Su amigo asiente con la cabeza y saca un paquete medio gastado de galletas de chocolate que ha logrado esconder de los ladrones. Luego se sientan en un banco y miran cómo se apaga todo y se enciende la luz de las farolas detrás de sus espaldas. Después se van los dos a ese edificio en ruinas que conocen. Tienen que tener mucho cuidado con los otros chavales que duermen allí. Sobre todo con esos que inhalan pegamento por las noches y se les va la olla. Ríen y cantan un rato como si estuvieran de fiesta y luego se vuelven peleones y discuten por una manta o un trozo de sándwich. Bilal no quiere líos, lo único que quiere es seguir los pasos de su hermano. Él ya cruzó hace meses. Tiene que pensar cómo.
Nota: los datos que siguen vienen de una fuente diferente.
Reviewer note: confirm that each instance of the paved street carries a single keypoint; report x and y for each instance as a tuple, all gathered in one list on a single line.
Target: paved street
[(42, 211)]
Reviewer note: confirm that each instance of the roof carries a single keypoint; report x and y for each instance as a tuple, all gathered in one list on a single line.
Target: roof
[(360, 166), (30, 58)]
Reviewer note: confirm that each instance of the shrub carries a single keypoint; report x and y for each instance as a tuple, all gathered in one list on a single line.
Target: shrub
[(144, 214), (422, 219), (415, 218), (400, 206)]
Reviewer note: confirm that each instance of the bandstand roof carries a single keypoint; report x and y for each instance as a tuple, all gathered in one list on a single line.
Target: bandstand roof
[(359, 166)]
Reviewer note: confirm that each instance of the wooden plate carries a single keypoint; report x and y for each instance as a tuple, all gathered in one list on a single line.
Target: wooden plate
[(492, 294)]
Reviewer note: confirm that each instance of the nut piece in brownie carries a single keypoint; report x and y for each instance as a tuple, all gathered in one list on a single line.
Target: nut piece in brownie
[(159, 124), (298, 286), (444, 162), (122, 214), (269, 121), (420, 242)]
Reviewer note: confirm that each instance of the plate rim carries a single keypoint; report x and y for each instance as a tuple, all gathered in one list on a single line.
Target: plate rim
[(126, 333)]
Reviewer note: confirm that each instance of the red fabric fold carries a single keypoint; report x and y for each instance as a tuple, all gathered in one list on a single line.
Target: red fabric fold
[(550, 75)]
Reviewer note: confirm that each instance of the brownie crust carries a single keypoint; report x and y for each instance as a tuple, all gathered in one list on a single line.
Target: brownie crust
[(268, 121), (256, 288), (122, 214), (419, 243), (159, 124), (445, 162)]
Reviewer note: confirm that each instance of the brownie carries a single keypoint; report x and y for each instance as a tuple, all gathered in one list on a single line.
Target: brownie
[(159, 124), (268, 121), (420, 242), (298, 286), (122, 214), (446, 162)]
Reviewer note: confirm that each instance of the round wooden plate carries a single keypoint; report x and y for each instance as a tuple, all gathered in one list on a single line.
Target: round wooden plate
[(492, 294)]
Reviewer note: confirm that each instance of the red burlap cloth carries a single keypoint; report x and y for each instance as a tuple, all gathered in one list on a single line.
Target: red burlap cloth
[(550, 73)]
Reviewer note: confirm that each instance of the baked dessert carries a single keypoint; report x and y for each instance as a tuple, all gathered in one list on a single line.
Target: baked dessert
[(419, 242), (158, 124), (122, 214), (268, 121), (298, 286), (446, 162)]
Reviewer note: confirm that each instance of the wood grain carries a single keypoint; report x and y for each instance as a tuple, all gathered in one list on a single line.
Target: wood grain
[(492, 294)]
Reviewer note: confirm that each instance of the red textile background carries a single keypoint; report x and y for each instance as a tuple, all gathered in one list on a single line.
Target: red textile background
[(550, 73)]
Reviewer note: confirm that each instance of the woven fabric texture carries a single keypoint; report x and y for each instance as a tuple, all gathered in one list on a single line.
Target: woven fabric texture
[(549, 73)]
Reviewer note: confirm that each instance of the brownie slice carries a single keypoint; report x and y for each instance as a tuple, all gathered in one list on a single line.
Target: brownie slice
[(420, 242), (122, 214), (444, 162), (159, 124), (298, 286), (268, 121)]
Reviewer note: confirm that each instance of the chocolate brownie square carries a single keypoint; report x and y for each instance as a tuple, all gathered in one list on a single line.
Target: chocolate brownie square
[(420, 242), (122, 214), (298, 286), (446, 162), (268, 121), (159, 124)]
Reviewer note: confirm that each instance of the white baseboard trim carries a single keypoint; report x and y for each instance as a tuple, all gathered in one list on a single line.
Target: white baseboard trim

No quiere imaginarse que le pillen en la frontera y lo devuelvan como un paquete. No va a ir en zodiac ni en patera. Irá en un barco de los de verdad, en un ferry de esos que van y vienen cada hora de una orilla a otra.

Todos los días da vueltas por el puerto desde por la mañana. En el aparcamiento vigila los camiones y los coches grandes. Puede que alguno esté mal cerrado o que el dueño haya bajado a por un café. Se mueve sinuoso, invisible entre las hileras. La puerta de una furgoneta cede a la presión de sus dedos. No lo piensa, se cuela dentro. Hay muchas cajas blancas apiladas en torres y unas mantas grises y marrones en el suelo. Se acuerda de Walid, qué hará su amigo, dónde estará ahora. No, ahora no puede pensar en nadie, tiene que cruzar y esta es la ocasión. El dueño puede llegar en cualquier momento. Le gustaría quedarse allí mismo, dormir debajo de esas mantas y esas torres de cajas con letras impresas. Aquí le pillarían en cuanto abran o le cerrarán y no podrá salir. Le cogerán seguro de una u otra manera. Tiene que pensar mejor. Hay un hueco entre los asientos plegados. Es muy estrecho pero podría si se pone un poco de lado. Y además, podría salir por la cabina cuando lleguen a puerto.

El Bilal de ahora, el que contempla esa puesta, no puede olvidar todo lo que ha sufrido el niño de antes. Su llegada en el ferry dentro de la furgoneta. Su recorrido durante kilómetros plegado como un libro. Su hambre, su sueño, su silencio, su miedo. Y luego el centro de menores no acompañados. Un menor no puede estar por la calle, así a su aire. En España no se permite eso, no, de ninguna manera. Es un país con derechos humanos. Pero a él no le gustaba ese derecho humano de estar encerrado en un centro y controlado las veinticuatro horas del día. Ni tampoco que le devolvieran a un lugar sin nombre lejos de su casa en Marruecos. Por eso estudió todo lo que pudo y se sacó el graduado escolar. Y lo mejor vino luego, cuando superó un grado medio de Automoción. Ahora trabaja en un taller, no gana mucho, pero lo suficiente para mandar algo todos los meses a su familia. Por eso el Bilal de esta orilla sonríe mientras el sol se hunde en el mar. Está muy orgulloso de ese niño que miraba desde la otra orilla y tenía sueños de mejor vida.

Pilar Lucía López es escritora, pedagoga y activista por los derechos humanos.